If we were to imagine a purely academic treatment of cybersecurity risk, we’d start by eliminating the computing environment completely, and then slowly accept risk by allowing these systems back into the environment to facilitate business outcomes. Cybersecurity professionals don’t have this luxury. Instead, we are provided with a budget to creatively develop and deploy mitigating controls that are appropriate for that specific and largely inherited environment. Truly, this is one of the most exciting aspects of cybersecurity — the fact that every environment presents a new set of problems with a new set of constraints. The budgets we receive will never be enough to do everything we want to accomplish, but this is by design, because risk acceptance is the mechanism that enables profit. This is something I find is missing from a lot of conversations about burnout in this industry — do not sacrifice your physical or mental well being trying to mitigate risk the business has already accepted.

How Do You Measure The Impact of Realized Risk To The Business?

Market valuation is the perceived economic value of a business. Companies may have different strategies for getting to that valuation, but in the end, the market is the audience everyone is trying to impress.
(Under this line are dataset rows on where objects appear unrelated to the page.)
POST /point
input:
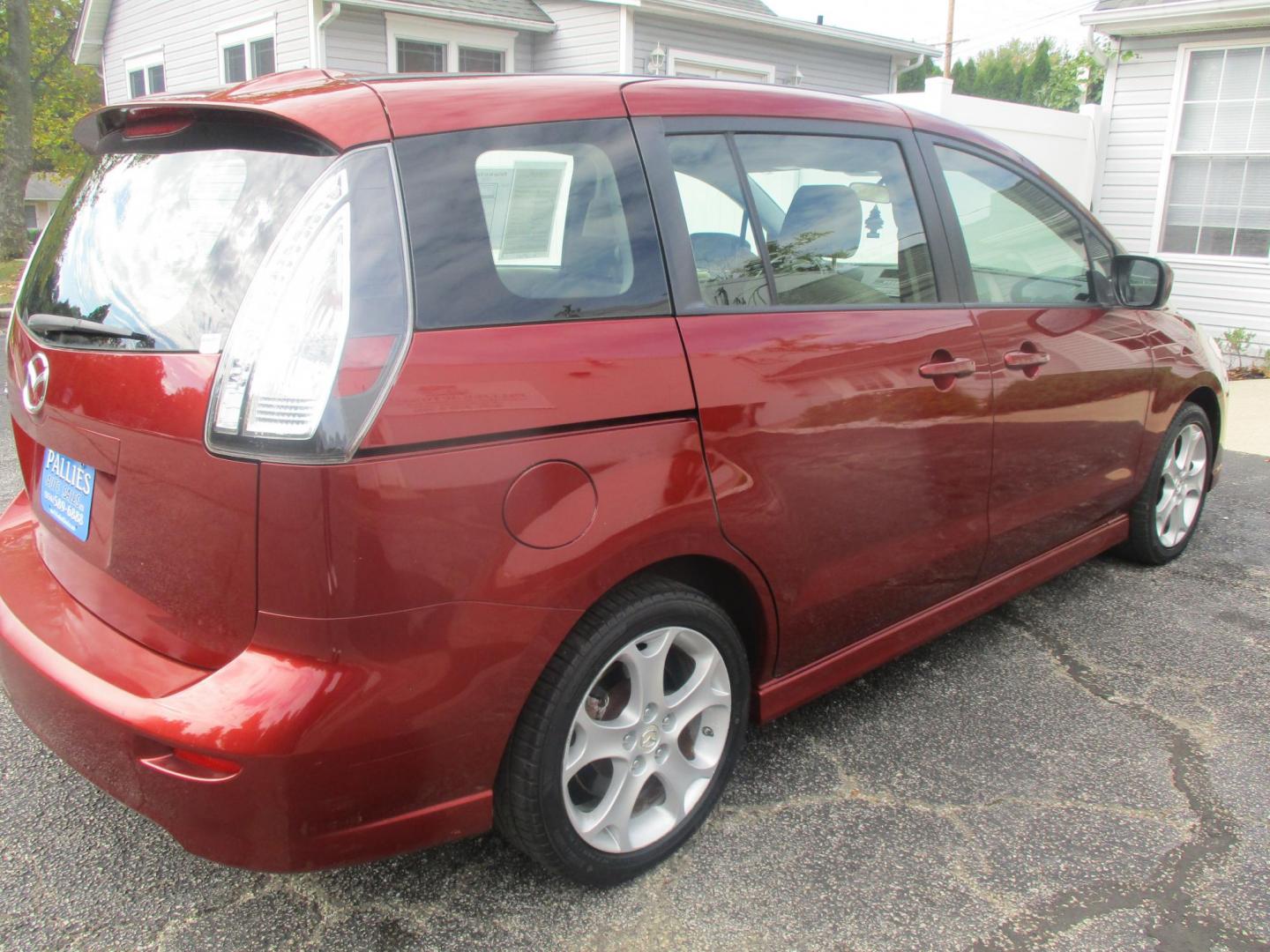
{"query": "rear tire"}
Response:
(629, 736)
(1165, 514)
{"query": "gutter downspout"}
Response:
(332, 16)
(1095, 49)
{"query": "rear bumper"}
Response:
(288, 762)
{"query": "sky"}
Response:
(978, 25)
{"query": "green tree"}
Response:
(915, 80)
(41, 93)
(1036, 75)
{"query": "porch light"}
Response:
(655, 61)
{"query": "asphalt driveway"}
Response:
(1086, 768)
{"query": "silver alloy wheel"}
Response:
(646, 739)
(1181, 485)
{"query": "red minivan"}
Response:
(412, 456)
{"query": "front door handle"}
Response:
(1022, 360)
(954, 367)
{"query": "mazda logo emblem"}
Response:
(36, 387)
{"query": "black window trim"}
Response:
(952, 228)
(652, 133)
(661, 309)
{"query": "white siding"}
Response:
(586, 38)
(828, 68)
(357, 41)
(1217, 294)
(185, 31)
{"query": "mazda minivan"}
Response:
(407, 457)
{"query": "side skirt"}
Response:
(782, 695)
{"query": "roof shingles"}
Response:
(513, 9)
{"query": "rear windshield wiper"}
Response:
(58, 324)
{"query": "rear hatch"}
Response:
(122, 339)
(138, 521)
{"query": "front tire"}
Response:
(1165, 514)
(630, 735)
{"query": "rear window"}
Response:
(163, 247)
(531, 224)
For this reason, I’m going to postulate that market valuation is the right metric for understanding the impact of realized cybersecurity risk. While there may be many potential consequences that are realized, market valuation is a singular metric which may be seen as a distillation of these consequences and other information that impacts the perceived economic value of the business.

So how does cybersecurity, and cybersecurity incidents, contribute to valuation? Cybersecurity budget is an operating expenditure (OpEx), a recurring cost that is subtracted from gross revenue when determining value. Responding to a major cybersecurity incident is better understood as a capital expenditure (CapEx), a one time cost. When a major incident occurs, cybersecurity spend is increased and targeted controls are put in place to shore up the specific weaknesses that were exploited, limiting the likelihood of that particular scenario repeating. Because this capital expenditure is a one time cost and measures have been taken to prevent the scenario from repeating, its impact on future price-to-earnings (P/E) calculations, and therefore market valuation, will be marginal. Supporting this assertion is a Comparitech study that found an isolated cybersecurity incident, no matter how large, will have only residual long term impact on valuation.

How Should This Perspective Impact The Way Cybersecurity Pros Work?

Cybersecurity professionals are knowledge workers who are hired for their ability to conceive and build mitigating controls to reduce the impact of cybersecurity incidents on the valuation of the company using available budget. Since we’ve shown that organizations leverage CapEx for major incidents and that these incidents only have marginal impact on long term valuation, the natural conclusion is that there’s a second level “business” impact that isn’t being properly understood in our cybersecurity risk assessments. I feel the problem is the traditional risk equation attempts to snapshot something that must be sampled as impact (I) over time (t). An example of what this might look like is:

dI/dt = L * I

You may recognize we are representing the risk equation as an ordinary differential equation where impact is a function over time and L represents the rate or likelihood of an occurrence, this is because risk may be realized multiple times. In understanding the business objective of increasing valuation by reducing recurring cost, either from recurring cybersecurity incidents or from the OpEx of their cybersecurity budget, recurring problems might make a larger impact on long term valuation than a potential major cybersecurity incident (as long as it doesn’t put you out of business).

“Change my mind” meme of a man sitting at a table with a sign stating, “Likelihood is the most important part of the Risk Equation — Change my mind.”